I knew, intellectually, that things would be different and I wouldn't be able to put my thoughts together for a while. For the most part, I was able to just capture ideas on my phone using Orgzly Revived and postpone them to the far future when I'd have time to explore them. I might not have expected an ongoing global pandemic to mess up the usual timeline for being able to get chunks of time back, but I had theoretically signed up for the possibility of, say, having a child with major support needs, so it was part of what I'd considered and assented to before we started down this path of parenting. Still, there were times when I felt like declaring: "I am a person and I want to be able to complete this thought and solve this problem." When it got to that point, W- was usually able to give me a few hours (or even a few days, like the weekends I ran EmacsConf) to feel like me again.

Things I learned

Now A+ has settled into the rhythm of virtual grade 4, and new possibilities are beginning to open up. Time to crystallize what I've learned before it dissipates into forgetfulness.
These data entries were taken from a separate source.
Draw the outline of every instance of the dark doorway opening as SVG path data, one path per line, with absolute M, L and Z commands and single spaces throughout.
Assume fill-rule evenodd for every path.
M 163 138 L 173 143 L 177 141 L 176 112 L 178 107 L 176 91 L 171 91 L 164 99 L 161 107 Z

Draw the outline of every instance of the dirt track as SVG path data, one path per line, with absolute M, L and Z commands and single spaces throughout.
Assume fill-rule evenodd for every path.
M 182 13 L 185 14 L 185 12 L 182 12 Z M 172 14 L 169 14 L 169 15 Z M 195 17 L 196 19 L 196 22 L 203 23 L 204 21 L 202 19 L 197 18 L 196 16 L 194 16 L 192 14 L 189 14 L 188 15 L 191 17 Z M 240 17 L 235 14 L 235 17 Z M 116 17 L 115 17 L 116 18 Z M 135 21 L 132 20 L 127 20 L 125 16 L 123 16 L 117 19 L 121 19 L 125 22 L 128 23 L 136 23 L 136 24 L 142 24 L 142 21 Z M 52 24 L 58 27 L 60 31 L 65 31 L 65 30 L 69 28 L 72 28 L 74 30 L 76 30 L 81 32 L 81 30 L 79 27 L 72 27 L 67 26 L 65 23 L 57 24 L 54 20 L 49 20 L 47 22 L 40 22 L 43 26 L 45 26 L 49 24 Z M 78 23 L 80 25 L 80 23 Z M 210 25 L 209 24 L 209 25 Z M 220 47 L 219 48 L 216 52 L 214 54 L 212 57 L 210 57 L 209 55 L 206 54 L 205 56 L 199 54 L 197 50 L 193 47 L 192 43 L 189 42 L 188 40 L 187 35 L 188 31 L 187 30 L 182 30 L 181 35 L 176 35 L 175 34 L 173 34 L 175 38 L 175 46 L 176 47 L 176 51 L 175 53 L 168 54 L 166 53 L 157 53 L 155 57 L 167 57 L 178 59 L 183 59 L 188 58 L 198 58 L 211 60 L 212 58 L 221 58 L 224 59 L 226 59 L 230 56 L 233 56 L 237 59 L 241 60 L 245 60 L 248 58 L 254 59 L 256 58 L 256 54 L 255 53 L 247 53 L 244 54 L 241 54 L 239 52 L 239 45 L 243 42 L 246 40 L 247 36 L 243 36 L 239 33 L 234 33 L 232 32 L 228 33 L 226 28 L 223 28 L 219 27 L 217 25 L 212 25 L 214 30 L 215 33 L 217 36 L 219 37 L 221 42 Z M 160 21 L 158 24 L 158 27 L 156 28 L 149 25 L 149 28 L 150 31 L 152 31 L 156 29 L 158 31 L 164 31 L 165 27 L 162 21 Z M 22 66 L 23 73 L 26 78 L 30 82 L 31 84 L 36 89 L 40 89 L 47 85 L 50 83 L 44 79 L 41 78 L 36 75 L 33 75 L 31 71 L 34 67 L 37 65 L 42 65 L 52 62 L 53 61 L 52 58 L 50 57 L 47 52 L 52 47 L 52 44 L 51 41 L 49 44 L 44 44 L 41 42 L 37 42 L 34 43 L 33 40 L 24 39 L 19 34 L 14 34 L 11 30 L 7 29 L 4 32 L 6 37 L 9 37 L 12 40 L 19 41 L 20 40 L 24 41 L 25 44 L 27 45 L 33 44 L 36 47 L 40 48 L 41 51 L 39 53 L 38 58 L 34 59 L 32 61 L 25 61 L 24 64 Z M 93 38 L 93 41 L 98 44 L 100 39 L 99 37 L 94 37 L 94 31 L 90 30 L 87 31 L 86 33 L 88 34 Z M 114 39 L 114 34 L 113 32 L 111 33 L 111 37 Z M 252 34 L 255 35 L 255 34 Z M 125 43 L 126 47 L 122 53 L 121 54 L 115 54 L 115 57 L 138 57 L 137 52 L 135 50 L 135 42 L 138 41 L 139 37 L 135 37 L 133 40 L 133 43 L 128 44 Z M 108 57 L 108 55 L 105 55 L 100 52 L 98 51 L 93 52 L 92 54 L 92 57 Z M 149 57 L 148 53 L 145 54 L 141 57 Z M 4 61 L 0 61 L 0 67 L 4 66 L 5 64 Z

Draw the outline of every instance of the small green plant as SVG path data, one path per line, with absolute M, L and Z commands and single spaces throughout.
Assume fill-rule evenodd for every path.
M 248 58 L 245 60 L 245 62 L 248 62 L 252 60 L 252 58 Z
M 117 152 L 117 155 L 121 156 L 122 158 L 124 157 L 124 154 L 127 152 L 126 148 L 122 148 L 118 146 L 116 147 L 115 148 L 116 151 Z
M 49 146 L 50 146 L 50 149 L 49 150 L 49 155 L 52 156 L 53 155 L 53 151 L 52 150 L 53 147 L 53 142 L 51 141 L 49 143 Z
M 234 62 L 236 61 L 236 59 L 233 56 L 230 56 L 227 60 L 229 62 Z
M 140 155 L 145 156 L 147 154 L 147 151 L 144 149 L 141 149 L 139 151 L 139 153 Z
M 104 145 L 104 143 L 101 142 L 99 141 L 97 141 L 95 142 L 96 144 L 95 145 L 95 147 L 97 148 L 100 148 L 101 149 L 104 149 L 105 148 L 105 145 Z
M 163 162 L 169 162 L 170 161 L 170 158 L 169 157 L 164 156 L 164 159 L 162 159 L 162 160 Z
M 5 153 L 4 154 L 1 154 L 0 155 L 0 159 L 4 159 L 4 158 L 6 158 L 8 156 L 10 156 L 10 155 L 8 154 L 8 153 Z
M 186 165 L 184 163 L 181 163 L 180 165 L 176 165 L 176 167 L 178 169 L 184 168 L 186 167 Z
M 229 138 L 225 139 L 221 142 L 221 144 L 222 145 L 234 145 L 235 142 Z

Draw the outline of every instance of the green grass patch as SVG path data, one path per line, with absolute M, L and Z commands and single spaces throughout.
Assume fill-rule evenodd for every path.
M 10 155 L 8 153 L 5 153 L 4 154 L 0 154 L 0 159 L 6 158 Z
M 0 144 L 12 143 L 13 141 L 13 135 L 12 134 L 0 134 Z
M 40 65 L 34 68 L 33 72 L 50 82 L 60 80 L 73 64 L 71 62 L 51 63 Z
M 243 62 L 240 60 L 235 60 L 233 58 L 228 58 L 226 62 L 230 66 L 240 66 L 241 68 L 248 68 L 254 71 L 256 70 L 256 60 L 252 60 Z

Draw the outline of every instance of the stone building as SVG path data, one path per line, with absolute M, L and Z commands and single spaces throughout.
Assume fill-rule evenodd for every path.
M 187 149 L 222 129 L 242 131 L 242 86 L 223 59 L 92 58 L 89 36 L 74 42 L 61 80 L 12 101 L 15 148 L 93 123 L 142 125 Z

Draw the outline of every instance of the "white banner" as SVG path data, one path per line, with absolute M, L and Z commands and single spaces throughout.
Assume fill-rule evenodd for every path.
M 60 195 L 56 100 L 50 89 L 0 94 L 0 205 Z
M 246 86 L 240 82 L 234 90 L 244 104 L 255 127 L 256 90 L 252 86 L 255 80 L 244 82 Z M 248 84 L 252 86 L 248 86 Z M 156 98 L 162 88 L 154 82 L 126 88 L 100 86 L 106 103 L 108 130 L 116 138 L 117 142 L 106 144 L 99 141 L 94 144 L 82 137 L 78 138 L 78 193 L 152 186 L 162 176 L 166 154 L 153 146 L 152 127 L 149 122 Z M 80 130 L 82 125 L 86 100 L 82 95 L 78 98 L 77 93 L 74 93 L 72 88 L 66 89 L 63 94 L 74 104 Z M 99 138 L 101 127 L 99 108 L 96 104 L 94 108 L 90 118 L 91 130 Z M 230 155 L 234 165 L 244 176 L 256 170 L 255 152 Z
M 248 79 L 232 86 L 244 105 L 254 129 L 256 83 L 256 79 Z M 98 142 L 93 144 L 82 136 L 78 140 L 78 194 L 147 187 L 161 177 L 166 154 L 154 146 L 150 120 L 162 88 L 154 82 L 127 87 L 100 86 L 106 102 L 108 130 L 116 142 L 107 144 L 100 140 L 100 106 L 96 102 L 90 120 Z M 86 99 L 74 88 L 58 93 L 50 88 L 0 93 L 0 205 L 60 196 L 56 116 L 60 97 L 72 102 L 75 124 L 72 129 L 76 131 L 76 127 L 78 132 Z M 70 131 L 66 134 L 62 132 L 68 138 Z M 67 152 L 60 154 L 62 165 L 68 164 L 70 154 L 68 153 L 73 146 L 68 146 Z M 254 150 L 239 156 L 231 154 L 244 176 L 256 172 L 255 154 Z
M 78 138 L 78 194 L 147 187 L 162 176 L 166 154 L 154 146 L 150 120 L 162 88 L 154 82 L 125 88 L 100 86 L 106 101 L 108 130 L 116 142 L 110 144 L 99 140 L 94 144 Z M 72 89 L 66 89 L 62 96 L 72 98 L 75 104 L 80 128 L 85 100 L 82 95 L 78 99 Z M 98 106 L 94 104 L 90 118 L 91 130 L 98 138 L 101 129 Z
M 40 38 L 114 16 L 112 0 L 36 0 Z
I learned about my failure modes, and I learned about asking for help. It was good to find out where and how I fall apart, and how I can piece myself back together after a nap or a good playdate. I accepted that sometimes I would just totally blank out on things to say or do, and I grew to appreciate Toronto's playgrounds, libraries, early childhood centres, and activity places. I got more acquainted with my anxiety and we figured out ways to work with it. I learned that yes, I can still love a tiny baby even after she has clamped down hard with her mouth on part of me that doesn't like getting bitten (that's all of me, really; why?! why would you do that?!), and I can quickly learn to keep my hand nearby so that I can pry her gums apart.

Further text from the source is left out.